Enumerated Powers vs. Enumerated Rights: The Improper Design of Supranational Governance Systems
From Divine Right to Enumerated Powers
Before 1776, governments claimed legitimacy by divine right. Kings ruled by bloodline, often justifying their power through a claimed divine or even semi-divine origin, and priests ruled by authority of heaven. Under these systems, the people were subjects, not sovereigns. Rights were permissions, granted or revoked at the whim of rulers.
The long struggle against this order unfolded gradually. The Magna Carta of 1215 first forced a recognition that even monarchs could be bound by law. Centuries later, the English Civil War challenged royal absolutism, culminating in the execution of Charles I in 1649. The Glorious Revolution of 1688 entrenched parliamentary sovereignty and produced the English Bill of Rights in 1689, rejecting unchecked monarchy. In defense of kings, Sir Robert Filmer’s Patriarcha argued for divine right, but Locke’s Two Treatises of Government dismantled Filmer’s reasoning and insisted on natural rights and government by consent. Montesquieu’s Spirit of the Laws (1748) further developed the principle of separation of powers, reinforcing the case against concentrated authority.
The English Bill of Rights of 1689 also provided a template of enumerated limits, a recognition that authority must be formally bounded. This tradition became a direct predecessor to Madison’s constitutional architecture. Although Madison initially hesitated to include a bill of rights, fearing it might imply that unlisted rights were forfeited, he and others such as George Mason recognized the need to codify limits on government power. The American colonists, with their long tradition of local assemblies and charters, absorbed these lessons directly.
Jefferson’s words did not emerge in a vacuum; they crystallized and completed this centuries-long evolution. Where Magna Carta, the English Bill of Rights, Locke, and Montesquieu had limited monarchy or proposed balances, Jefferson’s Declaration of Independence overturned the old order completely:
“We hold these truths to be self-evident, that all men are created equal, that they are endowed by their Creator with certain unalienable Rights, that among these are Life, Liberty and the pursuit of Happiness.
That to secure these rights, Governments are instituted among Men, deriving their just powers from the consent of the governed, — That whenever any Form of Government becomes destructive of these ends, it is the Right of the People to alter or to abolish it, and to institute new Government, laying its foundation on such principles and organizing its powers in such form, as to them shall seem most likely to effect their Safety and Happiness.”
This was the turning point. Rights do not descend from above, they ascend from below. Government exists only as a trustee, and only to secure rights that pre-exist by nature.

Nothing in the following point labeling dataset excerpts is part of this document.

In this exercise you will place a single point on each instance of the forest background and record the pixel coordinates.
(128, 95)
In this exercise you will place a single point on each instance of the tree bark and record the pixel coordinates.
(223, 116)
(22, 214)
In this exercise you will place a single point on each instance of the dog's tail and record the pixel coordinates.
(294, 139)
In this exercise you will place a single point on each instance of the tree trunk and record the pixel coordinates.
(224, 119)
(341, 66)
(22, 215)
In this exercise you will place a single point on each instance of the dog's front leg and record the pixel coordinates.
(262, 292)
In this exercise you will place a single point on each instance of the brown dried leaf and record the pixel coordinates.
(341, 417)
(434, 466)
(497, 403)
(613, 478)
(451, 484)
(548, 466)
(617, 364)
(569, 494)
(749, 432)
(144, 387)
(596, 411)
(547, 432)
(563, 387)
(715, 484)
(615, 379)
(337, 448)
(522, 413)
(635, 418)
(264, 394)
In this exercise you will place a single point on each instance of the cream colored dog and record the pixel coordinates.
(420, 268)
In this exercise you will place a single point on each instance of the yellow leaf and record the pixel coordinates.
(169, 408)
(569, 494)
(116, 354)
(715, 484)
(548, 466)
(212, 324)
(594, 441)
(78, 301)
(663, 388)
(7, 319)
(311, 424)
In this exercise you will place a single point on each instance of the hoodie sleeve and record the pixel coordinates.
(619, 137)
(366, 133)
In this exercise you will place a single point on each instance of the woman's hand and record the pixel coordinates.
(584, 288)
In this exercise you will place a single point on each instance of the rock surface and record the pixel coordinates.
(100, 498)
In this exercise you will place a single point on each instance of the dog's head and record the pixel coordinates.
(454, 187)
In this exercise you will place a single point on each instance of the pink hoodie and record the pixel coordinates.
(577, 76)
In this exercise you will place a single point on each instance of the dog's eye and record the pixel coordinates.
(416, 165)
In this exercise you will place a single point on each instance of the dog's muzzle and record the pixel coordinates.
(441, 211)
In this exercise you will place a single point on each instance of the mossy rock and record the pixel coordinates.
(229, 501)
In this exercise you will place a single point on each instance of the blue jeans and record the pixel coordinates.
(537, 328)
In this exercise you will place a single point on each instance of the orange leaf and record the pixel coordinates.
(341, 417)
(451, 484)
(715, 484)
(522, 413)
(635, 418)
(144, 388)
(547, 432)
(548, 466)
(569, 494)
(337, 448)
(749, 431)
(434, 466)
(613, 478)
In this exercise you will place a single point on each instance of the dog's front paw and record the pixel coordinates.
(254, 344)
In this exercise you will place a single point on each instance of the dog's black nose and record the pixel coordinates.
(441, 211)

When the Constitution was ratified, this principle became embedded within the governance protocol. It enumerated powers, not rights. Every clause was a limit. Every delegation of authority was explicit. The Bill of Rights is not a grant of rights to citizens, but a set of constraints on government:
Congress shall make no law…
The right of the people shall not be infringed…
No person shall be deprived…
You already possess every right. The state possesses only what you lend it, and only through explicit, enumerated powers. James Madison summarized the American principle most clearly in his 1792 essay On Property:
“As a man is said to have a right to his property, he may be equally said to have a property in his rights. Where an excess of power prevails, property of no sort is duly respected. No man is safe in his opinions, his person, his faculties, or his possessions.”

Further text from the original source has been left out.